Он коротко пожелал мне спокойной ночи и вернулся к своим бумагам — письмам с черной каймой, то ли в моем воображении, то ли наяву, всегда оказывавшимися лежащими сверху. Я пошел в свою комнату за лампой, а затем один направился к безмолвному святилищу, в котором висел портрет. Я посмотрю на нее сегодня вечером, пусть и один. Не знаю, задавал ли я себе вопрос: была ли это она или кто-то другой, — я этого не знал; но сердце мое тянулось к ней с нежностью, рожденной, быть может, той слабостью, в которой я пребывал после приступа, — чтобы взглянуть на нее, увидеть, может быть, сочувствие, одобрение в ее лице. Я поставил лампу на стол, где все еще стояла ее маленькая корзинка с рукодельем; свет падал на нее снизу вверх, и впечатление, что она вот-вот войдет в комнату, спустится ко мне, вернется к жизни, было как никогда ярким. Но, нет! та жизнь была утрачена и исчезла навсегда: моя жизнь стояла между ней и теми днями, которые она знала. Она смотрела на меня глазами, в которых почти ничего не изменилось. Почти, потому что тревога, которую я различил в них вначале, казалась сейчас незаданным, ненавязчивым вопросом; но дело было не в ней, а во мне.

* * *

Нет нужды описывать то, что случилось в последующие две недели, потому что не произошло ничего знаменательного. Наш семейный врач заглянул на следующий день «совершенно случайно», и мы долго беседовали с ним. Еще через день с нами завтракал весьма представительный, добродушный джентльмен из города, друг моего отца, доктор Кто-то-там, нечто в этом роде; он был представлен так поспешно, что я не расслышал его имени.

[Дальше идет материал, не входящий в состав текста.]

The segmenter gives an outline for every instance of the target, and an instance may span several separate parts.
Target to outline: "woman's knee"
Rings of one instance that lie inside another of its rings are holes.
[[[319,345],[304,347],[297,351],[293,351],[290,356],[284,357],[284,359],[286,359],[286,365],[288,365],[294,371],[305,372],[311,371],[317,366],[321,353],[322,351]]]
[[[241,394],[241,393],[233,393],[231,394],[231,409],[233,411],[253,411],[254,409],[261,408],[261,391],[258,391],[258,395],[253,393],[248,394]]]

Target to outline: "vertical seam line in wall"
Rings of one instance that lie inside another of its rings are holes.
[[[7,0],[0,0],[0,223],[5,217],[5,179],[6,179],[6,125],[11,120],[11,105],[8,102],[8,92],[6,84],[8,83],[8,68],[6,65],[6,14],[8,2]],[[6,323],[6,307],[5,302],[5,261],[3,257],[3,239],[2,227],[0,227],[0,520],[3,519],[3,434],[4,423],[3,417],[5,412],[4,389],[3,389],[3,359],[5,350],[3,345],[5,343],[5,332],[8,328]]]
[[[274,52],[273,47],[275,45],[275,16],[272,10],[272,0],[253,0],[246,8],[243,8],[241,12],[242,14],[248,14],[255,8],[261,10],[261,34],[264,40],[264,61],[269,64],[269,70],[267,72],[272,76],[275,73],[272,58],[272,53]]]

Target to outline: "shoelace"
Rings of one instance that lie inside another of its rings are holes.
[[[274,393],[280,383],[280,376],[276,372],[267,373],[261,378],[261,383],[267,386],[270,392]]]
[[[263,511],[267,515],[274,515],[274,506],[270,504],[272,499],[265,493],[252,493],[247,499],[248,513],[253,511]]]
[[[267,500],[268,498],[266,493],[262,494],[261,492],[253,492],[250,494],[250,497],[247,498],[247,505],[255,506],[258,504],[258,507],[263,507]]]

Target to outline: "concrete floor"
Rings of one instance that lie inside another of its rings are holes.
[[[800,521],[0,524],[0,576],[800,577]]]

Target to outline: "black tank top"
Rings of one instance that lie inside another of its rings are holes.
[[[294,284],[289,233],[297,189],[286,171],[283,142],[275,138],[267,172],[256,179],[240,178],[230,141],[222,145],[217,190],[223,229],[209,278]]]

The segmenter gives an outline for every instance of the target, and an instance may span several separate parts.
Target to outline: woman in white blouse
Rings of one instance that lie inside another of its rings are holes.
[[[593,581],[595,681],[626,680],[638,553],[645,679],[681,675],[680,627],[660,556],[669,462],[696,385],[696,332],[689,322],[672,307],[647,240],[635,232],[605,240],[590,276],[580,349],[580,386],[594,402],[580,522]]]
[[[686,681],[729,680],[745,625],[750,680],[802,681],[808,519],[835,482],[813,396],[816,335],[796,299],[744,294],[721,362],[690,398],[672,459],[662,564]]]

Он тоже долго беседовал со мной после того, как моего отца вызвали куда-то кем-то по делу. Доктор Кто-то-там заговорил со мной на тему бедных арендаторов. Он сказал, будто слышал, что меня очень интересует этот вопрос, в настоящее время также занимающий и его самого. Он хотел знать мое мнение. Я довольно пространно объяснил, что мой взгляд касается не столько общего подхода, о чем я почти не думал, сколько вполне конкретного способа управления имением моего отца. Доктор оказался очень терпеливым и внимательным слушателем, соглашался со мной в некоторых вопросах и не соглашался в других; его визит показался мне очень приятным. Я понятия не имел об истинной цели его визита; хотя несколько озадаченный взгляд и легкое покачивание головой, когда отец вернулся, могли бы пролить на это некоторый свет. Заключение медицинских экспертов в моем случае, должно быть, оказалось вполне удовлетворительным для меня, так как я больше ничего о них не слышал. А две недели спустя произошло следующее — последнее из той череды странных событий.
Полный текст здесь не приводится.